Subcutaneous Administration of Recombinant Human Granulocyte Colony‐stimulating Factor (KRN8601) in Intensive Chemotherapy for Patients with Advanced Lung Cancer

The efficacy and toxicity of recombinant human granulocyte colony‐stimulating factor (rh G‐CSF, KRN8601) given subcutaneously was evaluated in patients with advanced lung cancer undergoing intensive chemotherapy. Twenty‐nine and 30 patients with or without prior therapy were enrolled in this study. At dose levels of 50, 90 and 130 μg/m 2 of rh G‐CSF for 14 consecutive days after chemotherapy, the mean neutrophil nadir counts, the mean neutrophil nadir ratios and the duration of neutropenia (days of < 1000/mm 3 ) were significantly improved. No significant differences were seen in frequency and duration of febrile episodes (>38°C). When rh G‐CSF is given subcutaneously, the dose required for an equal effect in alleviating neutropenia is 50% of that required when it is given intravenously.
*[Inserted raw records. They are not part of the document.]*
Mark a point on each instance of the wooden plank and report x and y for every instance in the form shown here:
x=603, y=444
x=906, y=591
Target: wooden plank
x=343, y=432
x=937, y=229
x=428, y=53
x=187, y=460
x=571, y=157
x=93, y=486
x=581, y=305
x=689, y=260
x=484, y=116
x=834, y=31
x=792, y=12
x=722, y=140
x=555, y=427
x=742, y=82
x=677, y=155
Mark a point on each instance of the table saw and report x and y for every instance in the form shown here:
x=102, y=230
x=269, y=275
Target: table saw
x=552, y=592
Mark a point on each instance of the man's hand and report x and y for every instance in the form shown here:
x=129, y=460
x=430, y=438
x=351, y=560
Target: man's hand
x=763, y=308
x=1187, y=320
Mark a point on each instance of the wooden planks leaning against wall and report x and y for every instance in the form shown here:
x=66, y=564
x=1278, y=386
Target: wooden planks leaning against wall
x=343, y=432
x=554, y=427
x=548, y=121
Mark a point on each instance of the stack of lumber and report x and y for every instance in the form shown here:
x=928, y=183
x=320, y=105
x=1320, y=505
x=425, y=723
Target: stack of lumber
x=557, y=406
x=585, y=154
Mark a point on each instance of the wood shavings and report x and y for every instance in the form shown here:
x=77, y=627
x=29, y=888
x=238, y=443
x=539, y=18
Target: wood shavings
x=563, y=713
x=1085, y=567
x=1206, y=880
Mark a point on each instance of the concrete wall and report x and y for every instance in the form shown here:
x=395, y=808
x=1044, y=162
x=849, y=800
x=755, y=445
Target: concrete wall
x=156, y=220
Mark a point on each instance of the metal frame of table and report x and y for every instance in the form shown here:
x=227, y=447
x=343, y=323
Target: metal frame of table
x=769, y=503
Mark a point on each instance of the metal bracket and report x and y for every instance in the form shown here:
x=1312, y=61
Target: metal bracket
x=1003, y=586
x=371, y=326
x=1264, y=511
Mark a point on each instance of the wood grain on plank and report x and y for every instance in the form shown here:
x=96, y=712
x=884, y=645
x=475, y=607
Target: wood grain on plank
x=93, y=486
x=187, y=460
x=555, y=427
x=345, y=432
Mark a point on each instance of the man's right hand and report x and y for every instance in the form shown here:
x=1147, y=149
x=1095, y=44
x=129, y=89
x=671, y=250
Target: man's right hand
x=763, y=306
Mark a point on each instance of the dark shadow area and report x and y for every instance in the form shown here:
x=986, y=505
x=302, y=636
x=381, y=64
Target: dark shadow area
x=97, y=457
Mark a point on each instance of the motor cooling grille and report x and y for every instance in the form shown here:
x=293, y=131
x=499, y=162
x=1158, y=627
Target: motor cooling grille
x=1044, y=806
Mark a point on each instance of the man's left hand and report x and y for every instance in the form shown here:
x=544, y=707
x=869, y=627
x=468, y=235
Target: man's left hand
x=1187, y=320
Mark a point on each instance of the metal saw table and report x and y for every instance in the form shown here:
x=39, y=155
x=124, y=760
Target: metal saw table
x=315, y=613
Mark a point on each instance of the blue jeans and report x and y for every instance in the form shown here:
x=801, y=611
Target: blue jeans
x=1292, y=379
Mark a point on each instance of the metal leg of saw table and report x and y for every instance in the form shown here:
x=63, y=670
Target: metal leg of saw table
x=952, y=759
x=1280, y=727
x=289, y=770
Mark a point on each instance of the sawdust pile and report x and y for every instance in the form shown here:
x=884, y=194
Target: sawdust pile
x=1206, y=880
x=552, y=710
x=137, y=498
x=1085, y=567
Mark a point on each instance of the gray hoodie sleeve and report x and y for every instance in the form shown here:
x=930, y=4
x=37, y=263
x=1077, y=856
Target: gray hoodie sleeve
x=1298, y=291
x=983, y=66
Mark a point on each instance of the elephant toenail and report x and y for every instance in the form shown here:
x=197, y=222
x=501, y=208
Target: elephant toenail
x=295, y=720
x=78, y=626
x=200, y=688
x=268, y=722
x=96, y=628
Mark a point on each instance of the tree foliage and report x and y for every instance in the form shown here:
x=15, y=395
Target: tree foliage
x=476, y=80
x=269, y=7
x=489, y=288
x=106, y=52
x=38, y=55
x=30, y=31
The monocyte counts in the peripheral blood were also significantly increased after chemotherapy cycles with rh G‐CSF. The cumulative plasma concentration of rh G‐CSF showed a decrement after 7–9 days despite maintenance of the same dose of rh G‐CSF for the entire 14 days. In conclusion, 50–130 μg/m 2 of sc rh G‐CSF increased the neutrophil nadir count and shortened the duration of neutropenia in patients undergoing intensive chemotherapy for lung cancer without intolerable side effects.